Al via il progetto di educazione, prevenzione e tutela dell’ambiente marino denominato “Sicurezza in Mare”, promosso dalla Motorizzazione di Lecce, in collaborazione con la Capitaneria di Porto di Gallipoli, il Gal Terra d’Arneo e l’Istituto Nautico Vespucci di Gallipoli, e in partenariato con la Provincia di Lecce e il GAL Blu Salento.

La manifestazione, presentata a Palazzo Adorno a Lecce, si pone l’obiettivo di diffondere la cultura del mare e della sua corretta fruizione, con particolare riguardo alla sensibilizzazione delle nuove generazioni sulla sicurezza della navigazione, sulla tutela dell’ambiente e sulla prevenzione di incidenti.
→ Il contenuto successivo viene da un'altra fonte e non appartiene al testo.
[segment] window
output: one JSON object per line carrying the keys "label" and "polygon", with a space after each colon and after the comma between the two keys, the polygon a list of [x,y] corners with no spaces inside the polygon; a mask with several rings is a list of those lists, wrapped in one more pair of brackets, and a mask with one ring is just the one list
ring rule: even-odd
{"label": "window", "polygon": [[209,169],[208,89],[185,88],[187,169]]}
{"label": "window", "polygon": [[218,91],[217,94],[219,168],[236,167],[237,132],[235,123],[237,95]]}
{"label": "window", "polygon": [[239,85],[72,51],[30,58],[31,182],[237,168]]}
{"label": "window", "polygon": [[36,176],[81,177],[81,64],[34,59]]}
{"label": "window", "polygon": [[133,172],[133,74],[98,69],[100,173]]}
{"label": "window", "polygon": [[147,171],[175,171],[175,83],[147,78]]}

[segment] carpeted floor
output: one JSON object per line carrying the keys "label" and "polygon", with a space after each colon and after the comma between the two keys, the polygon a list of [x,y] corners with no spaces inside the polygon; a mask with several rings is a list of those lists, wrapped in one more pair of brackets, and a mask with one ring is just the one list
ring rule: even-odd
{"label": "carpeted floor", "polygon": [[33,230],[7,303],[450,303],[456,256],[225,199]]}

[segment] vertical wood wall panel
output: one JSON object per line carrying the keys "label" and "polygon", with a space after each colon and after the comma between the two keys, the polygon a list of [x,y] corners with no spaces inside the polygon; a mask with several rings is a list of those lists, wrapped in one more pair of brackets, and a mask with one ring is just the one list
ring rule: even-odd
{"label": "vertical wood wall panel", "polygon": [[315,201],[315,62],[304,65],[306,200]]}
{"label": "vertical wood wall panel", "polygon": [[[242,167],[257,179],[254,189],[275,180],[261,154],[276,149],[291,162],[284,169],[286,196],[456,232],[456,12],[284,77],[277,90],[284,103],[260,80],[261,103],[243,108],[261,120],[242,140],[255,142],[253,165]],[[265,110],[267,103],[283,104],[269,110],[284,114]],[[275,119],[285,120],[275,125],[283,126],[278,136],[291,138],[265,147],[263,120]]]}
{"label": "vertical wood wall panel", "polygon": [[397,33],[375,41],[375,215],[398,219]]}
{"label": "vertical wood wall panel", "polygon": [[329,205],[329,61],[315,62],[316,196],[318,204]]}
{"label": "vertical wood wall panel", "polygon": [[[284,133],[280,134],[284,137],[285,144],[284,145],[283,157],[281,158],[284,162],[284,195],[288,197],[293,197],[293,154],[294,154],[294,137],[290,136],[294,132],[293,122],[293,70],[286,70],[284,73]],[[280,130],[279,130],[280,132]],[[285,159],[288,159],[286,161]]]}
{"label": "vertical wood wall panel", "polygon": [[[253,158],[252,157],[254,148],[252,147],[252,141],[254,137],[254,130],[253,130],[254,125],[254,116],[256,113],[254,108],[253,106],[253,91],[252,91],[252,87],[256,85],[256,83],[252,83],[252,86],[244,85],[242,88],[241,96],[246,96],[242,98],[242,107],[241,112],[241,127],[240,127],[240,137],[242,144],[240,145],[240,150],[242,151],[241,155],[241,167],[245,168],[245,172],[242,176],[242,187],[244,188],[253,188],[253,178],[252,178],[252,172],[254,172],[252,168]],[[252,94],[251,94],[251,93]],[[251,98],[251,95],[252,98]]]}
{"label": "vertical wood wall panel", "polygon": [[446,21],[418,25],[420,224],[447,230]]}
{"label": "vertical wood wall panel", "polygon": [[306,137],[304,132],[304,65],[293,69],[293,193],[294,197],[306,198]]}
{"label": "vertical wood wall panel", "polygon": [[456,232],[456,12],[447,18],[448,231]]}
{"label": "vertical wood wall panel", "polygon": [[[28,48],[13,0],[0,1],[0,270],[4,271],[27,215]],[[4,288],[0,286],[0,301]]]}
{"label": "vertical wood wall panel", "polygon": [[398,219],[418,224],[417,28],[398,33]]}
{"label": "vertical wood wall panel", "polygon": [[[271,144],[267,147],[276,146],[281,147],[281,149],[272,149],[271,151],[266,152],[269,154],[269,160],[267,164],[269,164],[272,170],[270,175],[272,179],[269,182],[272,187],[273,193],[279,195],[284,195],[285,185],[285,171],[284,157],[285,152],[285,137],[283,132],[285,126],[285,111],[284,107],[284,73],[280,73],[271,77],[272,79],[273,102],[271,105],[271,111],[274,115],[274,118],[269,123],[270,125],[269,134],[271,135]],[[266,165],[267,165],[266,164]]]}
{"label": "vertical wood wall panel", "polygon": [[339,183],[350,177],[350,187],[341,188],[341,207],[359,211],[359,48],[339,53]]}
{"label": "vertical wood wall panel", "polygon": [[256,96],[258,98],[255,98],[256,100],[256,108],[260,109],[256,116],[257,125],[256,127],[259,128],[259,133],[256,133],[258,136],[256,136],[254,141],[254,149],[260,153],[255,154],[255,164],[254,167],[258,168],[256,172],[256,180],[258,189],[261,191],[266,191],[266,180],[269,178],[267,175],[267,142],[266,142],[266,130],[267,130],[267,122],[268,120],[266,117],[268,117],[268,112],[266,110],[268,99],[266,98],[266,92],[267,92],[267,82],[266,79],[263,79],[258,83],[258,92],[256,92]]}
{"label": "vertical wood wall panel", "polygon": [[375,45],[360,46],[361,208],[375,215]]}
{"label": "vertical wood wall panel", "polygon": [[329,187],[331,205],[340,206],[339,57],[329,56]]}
Un percorso, dunque, che vuole accompagnare i ragazzi alla scoperta del mare, insegnando come viverlo in sicurezza, come proteggerlo e cosa fare prevenire i pericoli.

Ad illustrare i dettagli e il programma delle iniziative sono intervenuti Fabio Minerva, ingegnere e direttore della Motorizzazione di Lecce, Brindisi e Taranto, Pierpaolo Pallotti, comandante della Capitaneria di Porto di Gallipoli, Cosimo Durante, presidente GAL Terra D’Arneo, Carmelo Rollo, presidente GAL Blu, Patrizia Galzerano, docente dell’Istituto Nautico Vespucci di Gallipoli.

Il progetto prevede incontri tematici con gli studenti delle classi terze di cinque scuole secondarie di primo grado: 21 gennaio, all’Istituto comprensivo Polo 2 di Gallipoli; 23 gennaio, Comprensivo Stevens di Gallipoli; 6 febbraio, Comprensivo Renata Fonte di Nardò; 11 febbraio, Comprensivo di Porto Cesareo; 27 febbraio, Comprensivo Impastato di Veglie.